Myself Vishal Chouhan from New Delhi, INDIA.
This is my first post on this forum.

I am a 9 years experienced Architect working at New Delhi.
I have got a job offer from an Architecture firm based at west georgia street, vancouver.
I was wondering if someone could help me out in reaching to the economy range accommodation as a monthly rental nearby my specific area. If any mate lives nearby, and also willing to share accommodation with me, you may please drop me a message.

Any and every message is welcome..

Regards
Vishal


----------



## colchar (Oct 25, 2011)

To work as an architect you must be licensed. Even if your education is considered equivalent to a Canadian education (it might not be), you will still need to be licensed.

http://www.welcomebc.ca/welcome_bc/media/media-gallery/docs/occupationalguides/architect.pdf


As for housing, did you ever consider googling 'house rentals Vancouver'?


----------



## WestCoastCanadianGirl (Mar 17, 2012)

I can tell you that you will _not_ find a _house_ anywhere along West Georgia Street or anywhere in the Downtown core... it is all high rise apartment buildings and condominiums.

Have a look at this property management website (one of many in Vancouver) to get an idea of what rental prices are like in Vancouver. The areas selected in that search are within easy reach of West Georgia Street, meaning that you could walk to work or take the bus when the weather is bad.

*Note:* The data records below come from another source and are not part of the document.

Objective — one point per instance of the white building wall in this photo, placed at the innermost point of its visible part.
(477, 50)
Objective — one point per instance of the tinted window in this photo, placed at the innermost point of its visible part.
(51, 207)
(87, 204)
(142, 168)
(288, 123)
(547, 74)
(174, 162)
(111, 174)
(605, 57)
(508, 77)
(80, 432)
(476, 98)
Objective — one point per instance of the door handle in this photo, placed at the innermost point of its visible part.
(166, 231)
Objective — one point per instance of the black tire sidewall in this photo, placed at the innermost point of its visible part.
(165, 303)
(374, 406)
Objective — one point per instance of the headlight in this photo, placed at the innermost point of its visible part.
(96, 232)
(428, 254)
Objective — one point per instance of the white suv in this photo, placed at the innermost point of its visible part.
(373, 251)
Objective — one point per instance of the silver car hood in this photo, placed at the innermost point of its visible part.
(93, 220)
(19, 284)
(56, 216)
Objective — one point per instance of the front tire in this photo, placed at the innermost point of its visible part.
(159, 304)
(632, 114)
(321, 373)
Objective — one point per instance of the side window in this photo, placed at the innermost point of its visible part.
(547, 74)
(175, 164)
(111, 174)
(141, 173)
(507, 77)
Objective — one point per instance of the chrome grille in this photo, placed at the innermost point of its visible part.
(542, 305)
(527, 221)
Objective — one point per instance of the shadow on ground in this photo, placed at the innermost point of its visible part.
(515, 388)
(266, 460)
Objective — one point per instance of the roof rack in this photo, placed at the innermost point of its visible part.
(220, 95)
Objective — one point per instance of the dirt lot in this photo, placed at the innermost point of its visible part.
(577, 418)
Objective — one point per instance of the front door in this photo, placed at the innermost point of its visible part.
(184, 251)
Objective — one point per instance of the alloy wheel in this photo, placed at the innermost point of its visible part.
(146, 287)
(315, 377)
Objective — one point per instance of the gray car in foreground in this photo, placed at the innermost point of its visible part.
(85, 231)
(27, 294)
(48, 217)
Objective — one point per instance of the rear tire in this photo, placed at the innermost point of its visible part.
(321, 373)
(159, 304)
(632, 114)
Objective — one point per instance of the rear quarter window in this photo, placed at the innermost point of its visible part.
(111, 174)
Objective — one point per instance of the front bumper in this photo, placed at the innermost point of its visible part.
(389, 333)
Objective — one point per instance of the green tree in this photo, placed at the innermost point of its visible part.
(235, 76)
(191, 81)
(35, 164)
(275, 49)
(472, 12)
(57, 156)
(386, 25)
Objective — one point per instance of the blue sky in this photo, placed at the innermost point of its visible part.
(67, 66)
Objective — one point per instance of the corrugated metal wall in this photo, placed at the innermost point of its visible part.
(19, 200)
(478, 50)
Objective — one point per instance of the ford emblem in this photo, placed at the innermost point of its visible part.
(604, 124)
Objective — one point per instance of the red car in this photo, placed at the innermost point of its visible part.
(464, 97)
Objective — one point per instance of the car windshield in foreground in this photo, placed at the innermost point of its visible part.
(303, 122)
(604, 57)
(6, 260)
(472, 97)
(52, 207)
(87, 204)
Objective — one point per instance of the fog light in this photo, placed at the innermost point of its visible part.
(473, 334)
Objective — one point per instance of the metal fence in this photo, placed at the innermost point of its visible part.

This is another site for comparison.


You must realize that Vancouver is a) the most expensive city in Canada in which to live; b) is running out of space (the Pacific Ocean is to the west and the Coastal Mountains are to the east, which makes it difficult to expand); and c) has been facing a very low vacancy rate for years, and there is no end in sight.


If you want affordable housing, you are going to have to look _outside_ of Downtown Vancouver, where the commute into the city can take over an hour each way, every day... even then, the rental prices are going to be fairly steep.


----------